Milk transfer and infant exposure for Raloxifene
The amount of Raloxifene that reaches breast milk depends on the molecular size, protein binding and lipid solubility of Raloxifene. According to the Raloxifene prescribing information, lactation data may be limited to animal studies or small case series; published lactation databases such as LactMed (US National Library of Medicine) summarise what is known. The relative infant dose — the proportion of the maternal weight-adjusted dose that the infant receives via milk — is the standard metric clinicians use; values below 10% are generally considered low-risk.
Practical guidance for nursing parents
According to general clinical guidance, decisions about taking Raloxifene while breastfeeding should be made with the prescriber and ideally a lactation consultant. Practical steps include choosing the lowest effective dose at the 60mg range, taking the medication immediately after a feed when feasible, and watching the infant for unusual sedation, irritability, poor feeding or weight changes. Pumping and discarding is not always necessary and depends on the specific drug's half-life.
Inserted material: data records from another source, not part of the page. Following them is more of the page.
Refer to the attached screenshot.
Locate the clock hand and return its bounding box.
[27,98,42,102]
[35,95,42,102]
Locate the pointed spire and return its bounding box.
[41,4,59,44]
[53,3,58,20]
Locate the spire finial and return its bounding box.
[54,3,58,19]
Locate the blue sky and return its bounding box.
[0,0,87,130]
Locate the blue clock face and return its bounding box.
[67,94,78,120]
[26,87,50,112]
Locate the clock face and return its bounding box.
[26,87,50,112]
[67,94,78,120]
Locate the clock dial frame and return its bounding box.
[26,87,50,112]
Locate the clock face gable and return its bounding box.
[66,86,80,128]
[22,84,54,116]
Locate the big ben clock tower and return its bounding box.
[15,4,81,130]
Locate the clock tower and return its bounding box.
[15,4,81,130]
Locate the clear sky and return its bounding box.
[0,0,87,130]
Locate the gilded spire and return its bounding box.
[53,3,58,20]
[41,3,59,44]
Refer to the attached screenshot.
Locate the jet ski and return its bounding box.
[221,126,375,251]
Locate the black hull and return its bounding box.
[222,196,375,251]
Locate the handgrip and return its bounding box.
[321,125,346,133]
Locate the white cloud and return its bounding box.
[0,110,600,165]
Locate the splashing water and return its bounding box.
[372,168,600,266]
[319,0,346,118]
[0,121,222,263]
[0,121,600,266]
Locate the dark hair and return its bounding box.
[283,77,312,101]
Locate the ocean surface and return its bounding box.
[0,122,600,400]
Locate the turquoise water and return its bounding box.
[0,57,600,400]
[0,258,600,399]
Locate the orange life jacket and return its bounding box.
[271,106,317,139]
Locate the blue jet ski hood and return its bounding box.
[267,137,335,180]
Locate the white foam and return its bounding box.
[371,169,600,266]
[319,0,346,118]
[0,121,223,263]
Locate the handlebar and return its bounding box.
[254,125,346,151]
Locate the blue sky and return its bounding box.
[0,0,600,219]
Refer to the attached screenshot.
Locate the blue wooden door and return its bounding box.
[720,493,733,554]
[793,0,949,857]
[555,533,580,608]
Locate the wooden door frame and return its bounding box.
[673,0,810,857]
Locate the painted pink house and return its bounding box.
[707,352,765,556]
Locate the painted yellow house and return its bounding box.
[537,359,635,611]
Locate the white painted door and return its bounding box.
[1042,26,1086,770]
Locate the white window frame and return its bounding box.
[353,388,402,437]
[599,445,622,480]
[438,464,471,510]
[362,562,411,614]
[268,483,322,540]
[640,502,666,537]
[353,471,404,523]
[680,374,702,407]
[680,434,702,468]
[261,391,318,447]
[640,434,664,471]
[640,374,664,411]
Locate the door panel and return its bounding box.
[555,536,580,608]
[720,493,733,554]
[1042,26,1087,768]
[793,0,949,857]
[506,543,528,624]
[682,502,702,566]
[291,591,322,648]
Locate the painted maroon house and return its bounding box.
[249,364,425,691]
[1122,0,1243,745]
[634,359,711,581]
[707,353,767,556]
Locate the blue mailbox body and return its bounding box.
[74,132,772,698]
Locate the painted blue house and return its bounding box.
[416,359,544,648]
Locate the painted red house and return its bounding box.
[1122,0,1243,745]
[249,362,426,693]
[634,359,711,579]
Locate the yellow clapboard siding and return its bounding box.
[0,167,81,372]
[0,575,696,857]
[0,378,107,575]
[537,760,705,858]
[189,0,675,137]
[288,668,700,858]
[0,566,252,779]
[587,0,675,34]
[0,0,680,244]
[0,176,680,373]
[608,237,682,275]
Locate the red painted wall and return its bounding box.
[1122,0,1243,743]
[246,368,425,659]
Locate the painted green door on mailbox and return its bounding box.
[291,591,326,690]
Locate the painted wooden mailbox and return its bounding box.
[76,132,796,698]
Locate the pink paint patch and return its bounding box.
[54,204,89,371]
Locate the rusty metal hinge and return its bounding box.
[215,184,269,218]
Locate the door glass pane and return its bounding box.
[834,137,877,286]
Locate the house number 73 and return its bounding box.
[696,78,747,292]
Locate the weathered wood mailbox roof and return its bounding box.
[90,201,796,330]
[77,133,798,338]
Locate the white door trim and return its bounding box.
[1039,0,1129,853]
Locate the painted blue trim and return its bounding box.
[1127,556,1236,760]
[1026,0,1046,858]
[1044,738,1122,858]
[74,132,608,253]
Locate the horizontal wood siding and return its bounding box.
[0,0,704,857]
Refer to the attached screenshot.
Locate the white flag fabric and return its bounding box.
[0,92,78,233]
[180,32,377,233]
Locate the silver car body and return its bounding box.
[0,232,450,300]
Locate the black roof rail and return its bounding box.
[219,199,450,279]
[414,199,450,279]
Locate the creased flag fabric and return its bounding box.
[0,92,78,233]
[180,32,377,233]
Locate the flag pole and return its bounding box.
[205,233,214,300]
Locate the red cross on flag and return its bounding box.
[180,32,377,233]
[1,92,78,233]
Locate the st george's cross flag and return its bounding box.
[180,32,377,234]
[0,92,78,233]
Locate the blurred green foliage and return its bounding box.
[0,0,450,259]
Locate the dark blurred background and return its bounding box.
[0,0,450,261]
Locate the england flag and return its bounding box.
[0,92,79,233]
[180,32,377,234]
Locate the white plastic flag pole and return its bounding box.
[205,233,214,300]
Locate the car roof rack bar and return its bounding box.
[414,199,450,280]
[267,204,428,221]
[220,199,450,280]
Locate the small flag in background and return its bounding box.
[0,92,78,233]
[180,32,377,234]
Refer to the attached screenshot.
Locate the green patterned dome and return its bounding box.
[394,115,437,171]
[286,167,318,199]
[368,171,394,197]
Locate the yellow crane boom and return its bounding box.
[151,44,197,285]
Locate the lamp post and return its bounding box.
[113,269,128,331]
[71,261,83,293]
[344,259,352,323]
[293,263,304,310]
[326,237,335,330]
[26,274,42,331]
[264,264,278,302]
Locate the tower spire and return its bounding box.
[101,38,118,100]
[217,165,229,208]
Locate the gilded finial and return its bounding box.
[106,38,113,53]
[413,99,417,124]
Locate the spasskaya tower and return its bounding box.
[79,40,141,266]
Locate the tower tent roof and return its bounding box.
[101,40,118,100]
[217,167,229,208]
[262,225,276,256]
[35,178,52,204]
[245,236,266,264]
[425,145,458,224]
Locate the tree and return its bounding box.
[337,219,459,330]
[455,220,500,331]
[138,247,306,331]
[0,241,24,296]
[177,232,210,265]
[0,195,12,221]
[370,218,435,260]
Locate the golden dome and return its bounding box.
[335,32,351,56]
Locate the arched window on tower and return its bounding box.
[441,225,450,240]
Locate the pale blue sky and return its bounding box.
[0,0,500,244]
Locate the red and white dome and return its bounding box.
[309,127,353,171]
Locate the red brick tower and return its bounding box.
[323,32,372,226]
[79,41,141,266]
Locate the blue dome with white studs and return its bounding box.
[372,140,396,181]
Frequently asked questions
Is Raloxifene safe to take while breastfeeding? ▾
The safety of Raloxifene in lactation is not a single yes/no answer — it depends on the dose, the infant's age and health, and the relative infant dose for Raloxifene. Many medications in the Selective estrogen receptor modulator (SERM) class are compatible with breastfeeding at usual 60mg doses, but some require monitoring or temporary alternative. Discuss with the prescriber and consult LactMed or your country's lactation database before starting.
Should I time Raloxifene doses around feedings? ▾
For drugs with a defined half-life and once-daily or twice-daily dosing, taking Raloxifene immediately after a feed can reduce the dose the infant receives at the next feed. This timing strategy works best for medications with shorter half-lives. The Raloxifene prescribing information lists the approximate half-life that helps the prescriber suggest the optimal timing for your 60mg regimen.
Products containing Raloxifene
More on Raloxifene
- With alcoholRaloxifene and alcohol — is it safe to drink?
- With foodShould Raloxifene be taken with food?
- Side effectsRaloxifene side effects: common, rare and warning signs
- Dosage guideRaloxifene dosage guide: how much to take and when
- OnsetHow fast does Raloxifene start working?
- DurationHow long does Raloxifene last?
The information on this website is provided for reference and educational purposes only. It does not replace consultation with a qualified healthcare professional.